Scott’s Thoughts: On Journaling

“Writing is thinking on paper.”

William Zinsser, (October 7, 1922 — May 12, 2015), American writer, editor, literary critic, and teacher

Journal and pen.


If you typically think of writting as corresponding via email messages or crafting MLS descriptions, you may be missing out. One doesn’t have to “be a writer” to access the many intellectual and emotional benefits of writing. In fact, set aside your impression of what we typically think of as public writing – books, essays, articles, blog posts-and consider the value of journaling.

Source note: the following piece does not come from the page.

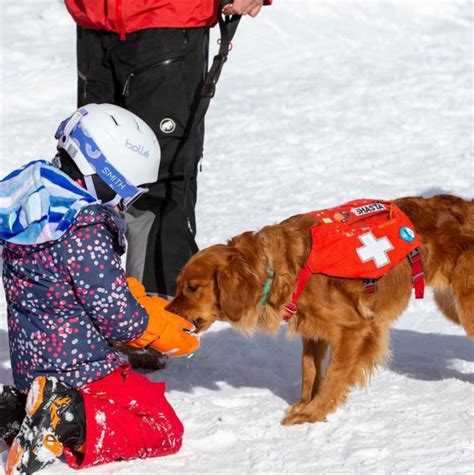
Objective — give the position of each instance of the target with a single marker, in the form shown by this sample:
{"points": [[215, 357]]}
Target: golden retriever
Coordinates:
{"points": [[225, 282]]}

A journal doesn’t have to be daily, and it doesn’t have to conform to anyone’s format. Journaling can help you clarify your feelings, tackle difficult problems, and provide a valuable and much-needed space for reflection. Journals may be fragmentary, may be written as “letters never sent,” and even used as a safe space for self-talk and unfiltered honesty. Journals are a perfectly valid form of writing therapy.

The act of writing can be surprising. At times you may believe you know what you think and how you feel about situations or issues in your life, but by simply sitting down to put down one word after another, unexpected perspectives are given space to emerge.

Journals can help you slow down and “process the now.” They also serve as a powerful form of outsourced memory. The past is distorted with time, but if we record our impressions in journals, looking back years or even weeks later can be illuminating. Journals also provide us a space to celebrate our successes and dissect our failures.

While you can use a journal to hone your literary chops and communication skills, you should never let grammar, spelling, and punctuation impede your flow, or prevent you from expressing yourself. Pick a format that feels safe and natural for you. It might be a notebook, or it might be a password protected file on your computer. (You might even decide to set aside a specific time/place to journal.

As Ferris Bueller reminds us: “Life moves pretty fast. If you don’t stop and look around once in a while, you could miss it.” Consider what you might gain by taking the time out to write down your thoughts.